Nesse comenos, a munificência imperial veio de novo surpreendê-lo outorgando-lhe, no aniversário de S. M. a Imperatriz, o título de visconde de Sepetiba.
Em 30 de março, obtida licença de S. M. o Imperador, partiu com seus filhos e sua senhora, cultivada dos melhores dotes, a visitar alguns pontos dessa província.
Em agosto, dia a dia, sua saúde alterou-se sensivelmente. Cre-scia-lhe a palidez: preferindo a solidão, raras vezes falava, ele de tão fácil acesso e ameno conversar. Dir-se-ia que uma febre, uma dor oculta, mas terrível, o devorava. Em 7 de setembro, mal pôde, no cortejo, pronunciar em nome do Instituto Histórico palavras de congratulação pela Independência. No dia imediato, cheio de respeito por seu monarca e sua soberana, acompanhou seus delicados amos desde manhã até a hora avançada em que terminou um baile: beijou pela última vez as augustas mãos de SS. MM. II., e seu leito de descanso foi, daquele momento em diante, um leito de agonia!
A 24 de setembro, a artilharia gemeu desde a madrugada em feral recordação pelo Sr. D. Pedro I. Esses tiros amiudados fizeram-lhe impressão, e às 10 horas da manhã, com sobre-humano vigor, revolveu-se em luta à morte; cruenta, medonha, prolongada luta, que só findou pouco além da meia-noite!
Como um boato sinistro, em surda voz correu de boca em boca na manhã seguinte a notícia do seu passamento! Fr.

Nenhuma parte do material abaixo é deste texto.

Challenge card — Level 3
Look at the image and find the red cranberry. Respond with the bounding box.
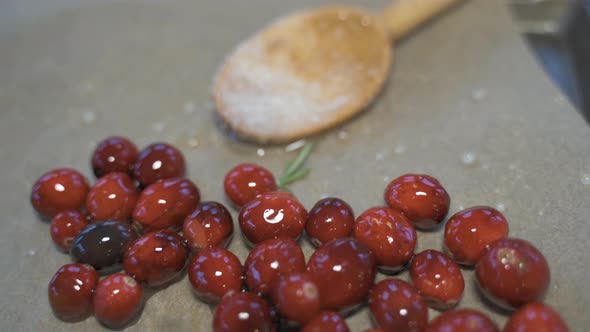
[49,210,89,251]
[307,238,377,311]
[385,174,451,229]
[238,191,307,245]
[133,178,201,232]
[86,172,139,222]
[213,293,274,332]
[426,309,499,332]
[92,273,143,328]
[271,272,321,324]
[70,221,137,274]
[410,250,465,310]
[475,238,550,309]
[305,197,354,247]
[133,143,185,186]
[31,168,90,218]
[504,302,569,332]
[182,202,234,252]
[47,263,99,321]
[245,238,305,296]
[354,207,417,272]
[123,230,189,286]
[223,164,277,207]
[444,206,508,265]
[369,279,428,332]
[90,136,139,178]
[301,311,350,332]
[188,248,243,303]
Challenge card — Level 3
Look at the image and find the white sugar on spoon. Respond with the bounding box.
[213,0,460,143]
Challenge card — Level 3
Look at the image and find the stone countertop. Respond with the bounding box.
[0,0,590,331]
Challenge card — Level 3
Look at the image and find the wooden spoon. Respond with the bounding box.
[213,0,468,143]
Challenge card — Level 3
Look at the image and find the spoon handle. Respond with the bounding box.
[382,0,462,41]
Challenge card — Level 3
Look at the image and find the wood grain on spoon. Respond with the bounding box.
[213,0,458,143]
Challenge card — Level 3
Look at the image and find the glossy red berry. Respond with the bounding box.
[305,197,354,247]
[238,191,307,245]
[123,230,189,286]
[188,248,243,303]
[31,168,90,218]
[213,293,274,332]
[49,210,89,251]
[133,143,185,186]
[444,206,508,265]
[271,272,321,324]
[182,202,234,252]
[354,207,417,272]
[426,309,499,332]
[47,263,99,321]
[369,279,428,332]
[244,238,305,296]
[90,136,139,178]
[70,221,137,274]
[384,174,451,229]
[86,172,139,222]
[133,178,201,232]
[92,273,143,329]
[301,310,350,332]
[475,238,550,309]
[307,238,377,311]
[223,164,277,207]
[410,250,465,310]
[504,302,569,332]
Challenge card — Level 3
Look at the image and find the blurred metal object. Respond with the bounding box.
[563,0,590,124]
[510,0,590,123]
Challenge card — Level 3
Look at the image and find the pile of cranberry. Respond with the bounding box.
[31,137,568,332]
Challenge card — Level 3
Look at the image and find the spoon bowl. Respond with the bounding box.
[213,0,464,143]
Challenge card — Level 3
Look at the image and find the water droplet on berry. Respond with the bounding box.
[152,122,166,133]
[186,137,199,149]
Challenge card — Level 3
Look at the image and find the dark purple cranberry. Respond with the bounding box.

Fabiano, que o ungira, estava de joelhos, postas as mãos, a cabeça apoiada em uma das bordas do leito, que uma multidão consternada contemplava imóvel. O sacerdote ergueu-se: "Está tudo acabado", disse. Como se esperassem o som desta voz para despertarem, um, e depois outro, e todos precipi-taram-se sobre o corpo de quem ocupara lugar tão grande no coração de seus concidadãos. Beijavam-no em soluços, chamavam-no, regavam-no de pranto... Tudo foi inútil! Aquele que inventa no Céu solenes tragédias e manda se cumpram na Terra, chamara um justo para guardá-lo consigo séculos e séculos!
Esse justo chamou-se Aureliano de Sousa e Oliveira Coutinho, visconde de Sepetiba, grande do império, do conselho de S. M. o Imperador, fidalgo de sua casa, gentil-homem de sua imperial câmara, senador do império, desembargador da Relação do Rio de Janeiro, cavaleiro das Ordens de Cristo e da Rosa, dignitário da imperial Ordem do Cruzeiro, Grã-Cruz de Leopoldo I da Bélgica, de Nossa Senhora da Conceição da Vila Viçosa de Portugal, da real Ordem de Fernando de Nápoles, da nobre e antiga Ordem de Carlos III de Espanha, de Alexandre Nevsky, dos quatro imperadores da Rússia, cavaleiro de S. João de Jerusalém, vice-presidente do Instituto Histórico e Geográfico Brasileiro, membro da Sociedade Etnológica de Paris, da Sociedade Arqueológica de Bruxelas, da Real Associação das Ciências, Letras e Artes de Antuérpia, etc.